I want to get the current time and date in milliseconds. How can I get this?

I tried this:

Date date=new Date() ;  
System.out.p开发者_C百科rintln("Today is " +date.getTime());

It will return the milliseconds from the 1 Jan 1970.

But I want the current millisecods of the today's date, like:

23:59:00 = 86340000 milliseconds


This is not the correct approach for Java 8 or newer. This answer is retained for posterity; for any reasonably modern Java use Basil Bourque's approach instead.

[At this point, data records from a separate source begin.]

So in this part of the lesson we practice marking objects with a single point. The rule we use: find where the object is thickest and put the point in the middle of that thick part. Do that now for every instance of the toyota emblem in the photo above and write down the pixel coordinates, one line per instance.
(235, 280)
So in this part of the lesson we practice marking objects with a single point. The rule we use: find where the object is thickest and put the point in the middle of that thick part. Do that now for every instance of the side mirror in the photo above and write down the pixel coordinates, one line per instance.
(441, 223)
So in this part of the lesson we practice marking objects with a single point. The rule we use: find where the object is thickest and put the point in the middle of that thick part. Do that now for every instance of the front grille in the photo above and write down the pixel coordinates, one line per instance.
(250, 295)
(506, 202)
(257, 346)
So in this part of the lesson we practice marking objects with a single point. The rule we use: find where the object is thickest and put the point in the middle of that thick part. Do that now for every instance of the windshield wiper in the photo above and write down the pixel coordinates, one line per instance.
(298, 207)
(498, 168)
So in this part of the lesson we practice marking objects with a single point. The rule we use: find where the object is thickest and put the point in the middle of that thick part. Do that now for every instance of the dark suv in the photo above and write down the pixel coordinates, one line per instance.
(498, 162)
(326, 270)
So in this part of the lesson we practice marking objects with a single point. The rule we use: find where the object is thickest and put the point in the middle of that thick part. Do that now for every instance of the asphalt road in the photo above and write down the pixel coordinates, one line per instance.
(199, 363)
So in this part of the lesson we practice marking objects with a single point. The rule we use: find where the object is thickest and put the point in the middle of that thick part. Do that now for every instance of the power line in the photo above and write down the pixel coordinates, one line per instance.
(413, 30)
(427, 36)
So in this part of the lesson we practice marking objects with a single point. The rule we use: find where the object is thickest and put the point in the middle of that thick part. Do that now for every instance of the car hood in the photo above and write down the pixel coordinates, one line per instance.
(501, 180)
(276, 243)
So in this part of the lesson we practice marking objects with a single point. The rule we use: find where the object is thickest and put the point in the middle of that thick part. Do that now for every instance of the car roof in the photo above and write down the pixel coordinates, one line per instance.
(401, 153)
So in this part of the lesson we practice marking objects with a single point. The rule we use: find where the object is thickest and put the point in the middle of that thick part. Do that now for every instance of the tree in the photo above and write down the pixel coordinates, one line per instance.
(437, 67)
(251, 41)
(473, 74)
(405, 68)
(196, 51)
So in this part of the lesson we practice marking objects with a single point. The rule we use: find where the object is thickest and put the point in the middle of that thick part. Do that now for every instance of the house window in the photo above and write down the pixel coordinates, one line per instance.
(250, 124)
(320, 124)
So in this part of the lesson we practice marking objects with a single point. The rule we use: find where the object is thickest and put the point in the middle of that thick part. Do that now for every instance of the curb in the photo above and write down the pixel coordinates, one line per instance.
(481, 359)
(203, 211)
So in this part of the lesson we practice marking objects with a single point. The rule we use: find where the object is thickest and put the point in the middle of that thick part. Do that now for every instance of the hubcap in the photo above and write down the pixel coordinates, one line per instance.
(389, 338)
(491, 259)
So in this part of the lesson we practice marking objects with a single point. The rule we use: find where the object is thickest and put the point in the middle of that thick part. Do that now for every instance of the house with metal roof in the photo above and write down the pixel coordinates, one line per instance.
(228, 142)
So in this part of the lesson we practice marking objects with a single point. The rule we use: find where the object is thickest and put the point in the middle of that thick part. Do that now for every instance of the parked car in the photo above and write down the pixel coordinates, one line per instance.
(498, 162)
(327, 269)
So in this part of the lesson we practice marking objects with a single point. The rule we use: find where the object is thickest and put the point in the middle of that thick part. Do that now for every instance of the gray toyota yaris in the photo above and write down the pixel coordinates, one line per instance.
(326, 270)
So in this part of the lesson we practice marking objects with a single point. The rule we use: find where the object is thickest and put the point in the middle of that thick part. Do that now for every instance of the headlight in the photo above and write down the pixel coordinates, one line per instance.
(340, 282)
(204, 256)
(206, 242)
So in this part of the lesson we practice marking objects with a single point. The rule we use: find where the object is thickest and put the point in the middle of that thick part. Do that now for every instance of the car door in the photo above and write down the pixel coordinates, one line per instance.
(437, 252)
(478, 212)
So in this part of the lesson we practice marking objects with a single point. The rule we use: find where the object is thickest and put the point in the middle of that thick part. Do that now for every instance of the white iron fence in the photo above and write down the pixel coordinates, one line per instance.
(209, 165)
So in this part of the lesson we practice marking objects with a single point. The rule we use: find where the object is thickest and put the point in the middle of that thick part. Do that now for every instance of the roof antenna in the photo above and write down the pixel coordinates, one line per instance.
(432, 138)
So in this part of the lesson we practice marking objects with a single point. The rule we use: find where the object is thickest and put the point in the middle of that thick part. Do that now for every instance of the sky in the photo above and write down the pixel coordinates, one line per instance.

The following seems to work.

Calendar rightNow = Calendar.getInstance();

// offset to add since we're not UTC
long offset = rightNow.get(Calendar.ZONE_OFFSET) +
    rightNow.get(Calendar.DST_OFFSET);
long sinceMidnight = (rightNow.getTimeInMillis() + offset) %
    (24 * 60 * 60 * 1000);

System.out.println(sinceMidnight + " milliseconds since midnight");

The problem is that date.getTime() returns the number of milliseconds from 1970-01-01T00:00:00Z, but new Date() gives the current local time. Adding the ZONE_OFFSET and DST_OFFSET from the Calendar class gives you the time in the default/current time zone.


Try:

(d.getTime() % (86400000))

Note: 86400000 is the number of milliseconds in a day.


java.time

The modern approach uses java.time classes that supplant the troublesome old legacy date-time classes.

Getting the span of time from the beginning of today to the current moment is more complicated that you might expect.

Current moment

First, determining “today” requires a time zone. A time zone is crucial in determining a date. For any given moment, the date varies around the globe by zone. For example, a few minutes after midnight in Paris France is a new day while still “yesterday” in Montréal Québec.

Specify a proper time zone name in the format of continent/region, such as America/Montreal, Africa/Casablanca, or Pacific/Auckland. Never use the 3-4 letter pseudo-zones such as EST or IST as they are not true time zones, not standardized, and not even unique(!).

ZoneId z = ZoneId.of( "America/Montreal" ) ;

If you want to use the JVM’s current default time zone, ask for it and pass as an argument. If omitted, the JVM’s current default is applied implicitly. Better to be explicit, as the default may be changed at any moment during runtime by any code in any thread of any app within the JVM.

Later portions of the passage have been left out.